Ranch
manager Larry Denson had spotted the big gator, prompting them to get tags for the season, and Thursday night was just "kind
of a last-minute deal before the season was over," Haltom said.
Using
the hook-and-line method, the group anchored a rope to a tree, left enough rope so the gator could run with it, and hung a
14-ought treble hook about a foot above the water with their own "secret recipe of chicken and some other stuff."
"We can't let too many secrets out of the bag," Haltom said.
When they showed up Friday morning, they had a line in the water, but when they started
pulling on it, it was tangled. Not knowing whether the gator was dead or alive, the four slowly made their way through the
6- to 7-foot-deep water to untangle the gator and tie some ropes around him to drag him out. But they quickly discovered it
wasn't going to be that easy.
"He drowned himself," Wells
said. "We believe he just dove underneath the water and got tangled up in a stump, and gators have to come up for air
every 15 minutes, so we were pretty sure he was dead, but we still weren't sure."
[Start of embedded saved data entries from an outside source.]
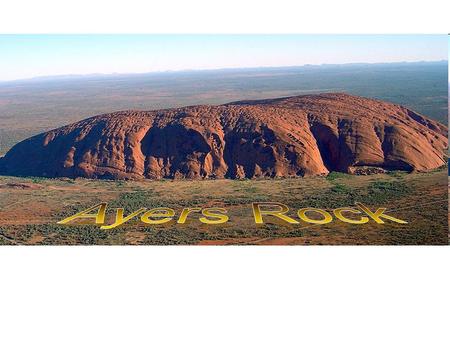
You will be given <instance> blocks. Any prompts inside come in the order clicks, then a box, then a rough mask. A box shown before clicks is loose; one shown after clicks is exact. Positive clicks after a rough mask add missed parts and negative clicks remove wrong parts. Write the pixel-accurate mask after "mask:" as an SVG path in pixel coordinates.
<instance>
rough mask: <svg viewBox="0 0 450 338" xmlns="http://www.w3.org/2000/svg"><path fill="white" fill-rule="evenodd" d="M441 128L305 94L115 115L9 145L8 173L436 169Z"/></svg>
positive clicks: (307, 173) (68, 173) (277, 170)
mask: <svg viewBox="0 0 450 338" xmlns="http://www.w3.org/2000/svg"><path fill="white" fill-rule="evenodd" d="M447 133H448V130H447V127H445V126H443V125H441V124H439V123H438V122H435V121H432V120H430V119H428V118H426V117H424V116H422V115H419V114H417V113H415V112H413V111H411V110H409V109H407V108H404V107H401V106H399V105H395V104H391V103H387V102H382V101H378V100H372V99H367V98H362V97H355V96H350V95H346V94H320V95H305V96H296V97H288V98H280V99H270V100H260V101H241V102H235V103H229V104H225V105H220V106H192V107H184V108H177V109H167V110H155V111H122V112H116V113H112V114H105V115H100V116H96V117H92V118H89V119H86V120H83V121H80V122H77V123H74V124H71V125H68V126H65V127H62V128H59V129H56V130H52V131H49V132H46V133H43V134H40V135H37V136H34V137H32V138H29V139H27V140H25V141H23V142H20V143H19V144H17V145H16V146H15V147H13V148H12V149H11V150H10V151H9V152H8V153H7V154H6V155H5V157H4V158H3V159H2V160H1V162H0V168H1V169H0V171H1V172H2V173H4V174H5V173H6V174H10V175H32V176H47V177H58V176H67V177H89V178H113V179H115V178H121V179H141V178H150V179H158V178H222V177H229V178H243V177H248V178H254V177H266V176H267V177H290V176H307V175H308V176H309V175H326V174H328V173H329V172H330V171H341V172H349V173H352V172H361V168H364V170H366V169H367V170H369V169H372V170H374V169H375V172H376V170H378V169H377V168H382V169H401V170H407V171H413V170H417V171H424V170H429V169H433V168H436V167H439V166H442V165H443V164H444V163H445V159H444V153H445V149H446V148H447Z"/></svg>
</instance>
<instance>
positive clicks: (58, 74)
mask: <svg viewBox="0 0 450 338" xmlns="http://www.w3.org/2000/svg"><path fill="white" fill-rule="evenodd" d="M442 62H447V63H448V59H439V60H417V61H385V62H347V63H320V64H311V63H306V64H303V65H289V66H253V67H222V68H221V67H219V68H198V69H192V68H186V69H166V70H153V71H147V72H145V71H144V72H131V73H127V72H123V73H122V72H113V73H79V74H74V73H65V74H55V75H38V76H33V77H26V78H18V79H13V80H0V84H7V83H12V82H21V81H36V80H46V79H47V80H57V79H58V78H69V79H70V78H75V77H93V76H99V77H103V76H104V77H107V76H126V75H150V74H163V73H183V72H202V71H226V70H246V69H248V70H254V69H278V68H302V67H323V66H351V65H383V64H413V63H442Z"/></svg>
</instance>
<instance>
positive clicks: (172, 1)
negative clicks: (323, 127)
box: [0, 0, 450, 34]
mask: <svg viewBox="0 0 450 338" xmlns="http://www.w3.org/2000/svg"><path fill="white" fill-rule="evenodd" d="M0 6H1V7H0V31H1V32H4V33H30V32H31V33H238V34H239V33H326V34H329V33H359V34H362V33H379V34H380V33H388V34H389V33H422V34H423V33H440V34H442V33H444V34H445V33H447V32H448V31H449V27H448V21H449V20H448V16H449V14H448V13H449V12H450V11H449V5H448V1H446V0H428V1H426V2H424V1H419V0H409V1H392V0H378V1H361V0H339V1H333V0H316V1H299V0H278V1H273V0H227V1H218V0H189V1H186V0H170V1H152V0H128V1H117V0H77V1H74V0H67V1H61V0H40V1H34V0H3V1H2V2H1V5H0Z"/></svg>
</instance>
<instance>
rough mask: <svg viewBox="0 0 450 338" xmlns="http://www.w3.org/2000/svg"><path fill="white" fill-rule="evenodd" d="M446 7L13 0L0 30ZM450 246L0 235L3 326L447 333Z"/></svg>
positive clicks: (9, 4)
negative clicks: (123, 239)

"Once we figured out he was dead and he wasn't going to get us," Haltom said, "we started diving
down and feeling on him and we realized he was big. We could stand on top of him and we were head and shoulders above the
water. That's when we knew he had to be a big guy.
"The scales
kind of change. On his belly there's big, slick scales, or tiles, and as you get toward their mouth it gets into some
softer leather, and we got to feeling around and thought, 'OK, this is his mouth.' But when we got to tying him up,
we realized it wasn't his mouth — it was his leg."
They
broke a 400-pound test rope before realizing that "a truck and a rope wouldn't do it," eventually enlisting
the help of a tractor and some chains to finally get the gator out of the water. Next it was off to ranch headquarters to
clean him up, hang him for a measurement by Texas Parks and Wildlife, then place him in the bed of a truck filled with ice
for the trip to the taxidermist for a full life-size mount.
"You
couldn't tell what we had in the bed of the truck because we had a ton of ice on him," Haltom said. "We went
and cleaned Brookshire Brothers out. We had 400 pounds of ice on him."
"I
get excited right now just thinking about it," Haltom said. "When I reached down there and grabbed that claw and
we got to looking at each other, we were jumping around, high-fiving, and we were actually saying the words, 'state record.'"
The gator wound up weighing in at 13 feet, 10 1/2 inches long and 880 pounds. And while
they don't know yet whether their gator is an official state record — "Until I see it on a piece of paper from
Parks and Wildlife, I'm just going to say it's a potential," Haltom said — the guys had some heavy celebrating
to take care of over the weekend.
"We immediately drove to Houston
and went to Beeville to go dove hunting and celebrate," Haltom said. "And we were tired puppies, let me tell you.
"It's going to be in the record books. We just don't know if it's going
to be the state (hook-and-line) record."
"Not knowing what
we were getting into when we were walking into the water, it was an adrenaline rush," Wells said, "and when we finally
figured out how big it was, you just can't even describe the feeling."
Although Haltom said the four set the baits together and worked to get the gator out, Bass will be written down as
the hunter. Once the mount is done, the guys intend to donate it to a museum or find some place to display it.